Industrial production increased only 1.1% compared to 2019-20


New Delhi: Manufacturing is struggling a lot more than the year-over-year Industrial Production Index (IIP) data indicates. While it expanded 3.2% year-over-year in July, growth was just 1.1% compared to the same month in the year prior to Covid from 2019-20.

The situation was different for two other major industries of the IIP, mining and electricity. Despite a 3.3% year-over-year decline in July, mining production increased by about 1% compared to 2019-2020. In July, electricity generation increased 2.3% year-on-year, while it increased more than 11% from 2019 to 2020.

In the first four months of fiscal year 23, manufacturing increased 10% year over year, but only 2.6% over the same period in 2019-20.

In a sense, manufacturing data paints a tale that can be compared to what the GDP data revealed. In contrast to the 12.7% gross value added growth in the first quarter of the current fiscal year, the manufacturing total value added increased by only 4.8%.

It should be noted that manufacturing in IIP refers to physical volume, while it refers to value added in gross domestic product or GVA. In addition, IIP is used to measure manufacturing in the total value added of the non-institutional and unorganized sector; The exchanges are used for the rest.

ICRA Chief Economist Aditi Nayar said IIP’s July manufacturing edition is decidedly tepid. “However, high-frequency indicators such as car takeouts and electronic GST invoices point to a healthier August.”

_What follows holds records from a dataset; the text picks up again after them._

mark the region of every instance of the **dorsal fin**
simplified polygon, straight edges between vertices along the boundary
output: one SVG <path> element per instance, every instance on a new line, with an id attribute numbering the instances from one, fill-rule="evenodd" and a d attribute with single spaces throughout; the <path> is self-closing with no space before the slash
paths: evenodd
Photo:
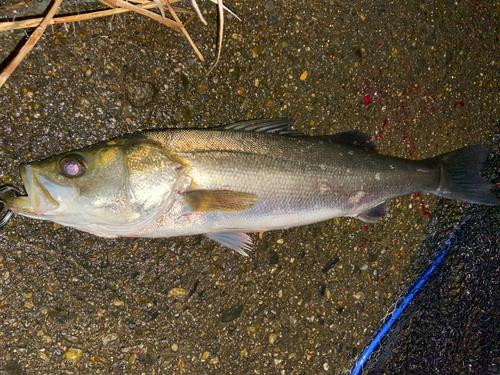
<path id="1" fill-rule="evenodd" d="M 356 146 L 368 151 L 371 154 L 377 153 L 377 149 L 372 139 L 361 130 L 351 130 L 333 135 L 321 135 L 319 137 L 329 142 L 340 142 Z"/>
<path id="2" fill-rule="evenodd" d="M 269 133 L 278 135 L 297 136 L 302 135 L 291 128 L 294 120 L 291 118 L 277 119 L 254 119 L 240 121 L 234 124 L 222 125 L 212 128 L 214 130 L 235 130 L 256 133 Z"/>

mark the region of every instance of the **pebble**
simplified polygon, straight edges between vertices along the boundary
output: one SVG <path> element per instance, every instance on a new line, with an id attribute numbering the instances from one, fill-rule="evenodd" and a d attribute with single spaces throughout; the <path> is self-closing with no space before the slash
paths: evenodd
<path id="1" fill-rule="evenodd" d="M 202 361 L 206 361 L 210 357 L 210 352 L 204 352 L 201 356 Z"/>
<path id="2" fill-rule="evenodd" d="M 276 9 L 276 5 L 274 4 L 273 0 L 269 0 L 264 5 L 264 8 L 266 8 L 268 12 L 273 12 Z"/>
<path id="3" fill-rule="evenodd" d="M 172 288 L 168 291 L 168 297 L 180 297 L 187 294 L 187 290 L 183 288 Z"/>
<path id="4" fill-rule="evenodd" d="M 115 340 L 118 340 L 118 335 L 116 333 L 108 333 L 102 336 L 102 346 L 106 347 Z"/>
<path id="5" fill-rule="evenodd" d="M 246 356 L 248 355 L 248 350 L 243 349 L 243 350 L 240 352 L 240 355 L 241 355 L 242 357 L 246 357 Z"/>
<path id="6" fill-rule="evenodd" d="M 301 81 L 305 81 L 305 80 L 306 80 L 306 78 L 307 78 L 307 75 L 308 75 L 307 70 L 304 70 L 304 73 L 302 73 L 302 74 L 300 75 L 300 80 L 301 80 Z"/>
<path id="7" fill-rule="evenodd" d="M 223 311 L 220 314 L 220 320 L 224 323 L 228 323 L 231 320 L 239 318 L 241 313 L 243 312 L 243 304 L 241 302 L 236 303 L 231 306 L 229 309 Z"/>
<path id="8" fill-rule="evenodd" d="M 137 354 L 132 354 L 128 359 L 128 365 L 132 366 L 137 360 Z"/>
<path id="9" fill-rule="evenodd" d="M 113 305 L 115 305 L 115 306 L 123 306 L 123 305 L 125 305 L 125 303 L 123 303 L 123 301 L 120 301 L 120 300 L 118 300 L 118 299 L 115 299 L 115 300 L 113 301 Z"/>
<path id="10" fill-rule="evenodd" d="M 171 348 L 172 348 L 172 350 L 173 350 L 174 352 L 176 352 L 177 350 L 179 350 L 179 345 L 177 345 L 177 344 L 172 344 Z"/>
<path id="11" fill-rule="evenodd" d="M 340 258 L 339 257 L 333 257 L 332 259 L 330 259 L 328 261 L 328 263 L 323 267 L 323 269 L 321 270 L 323 273 L 327 273 L 328 271 L 330 271 L 338 262 L 339 262 Z"/>
<path id="12" fill-rule="evenodd" d="M 78 362 L 82 355 L 83 352 L 80 349 L 70 349 L 64 354 L 66 359 L 71 362 Z"/>
<path id="13" fill-rule="evenodd" d="M 269 344 L 274 344 L 276 340 L 278 339 L 278 336 L 275 333 L 271 333 L 269 335 Z"/>
<path id="14" fill-rule="evenodd" d="M 38 358 L 40 358 L 44 362 L 47 362 L 47 363 L 50 362 L 49 356 L 47 354 L 45 354 L 44 352 L 38 353 Z"/>
<path id="15" fill-rule="evenodd" d="M 353 295 L 354 298 L 356 299 L 364 299 L 365 298 L 365 294 L 363 292 L 357 292 Z"/>

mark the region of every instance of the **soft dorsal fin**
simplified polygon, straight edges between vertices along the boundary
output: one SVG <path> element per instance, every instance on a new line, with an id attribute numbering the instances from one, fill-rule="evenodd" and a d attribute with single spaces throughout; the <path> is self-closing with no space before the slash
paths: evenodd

According to the companies’ monthly sales data, transmissions at India’s seven largest auto companies increased 30.2% year-on-year to 305,744 units from 234,743 units. With the exception of May, when the rally came from a lower base than last year, this was the largest annual gain recorded in the current year.

Compared to 75.6 million in July, 78.2 million electronic invoices were issued in August.

Nayar noted that as demand for services moves, industrial output growth is expected to be relatively moderate in the short term.

According to Madan Sabnavis, chief economist at Bank of Baroda, the IIP and GDP figures show that growth is not evenly distributed. He continued, “Right now, the infrastructure participants are doing well, but the consumer piece is still missing.

While non-durable consumer goods declined 2% and consumer durables expanded 2.4% in July from a year earlier, infrastructure/construction output rose 3.9%. Infrastructure saw an increase of 7.1%, but consumer durables and non-durables saw a decrease of 2.4% and 6.7%, respectively, in July compared to 2019-2020.

He said all sectors need to grow together to achieve sustainable growth. “This is when we will see exponential growth in IIP,” Sabnavis added.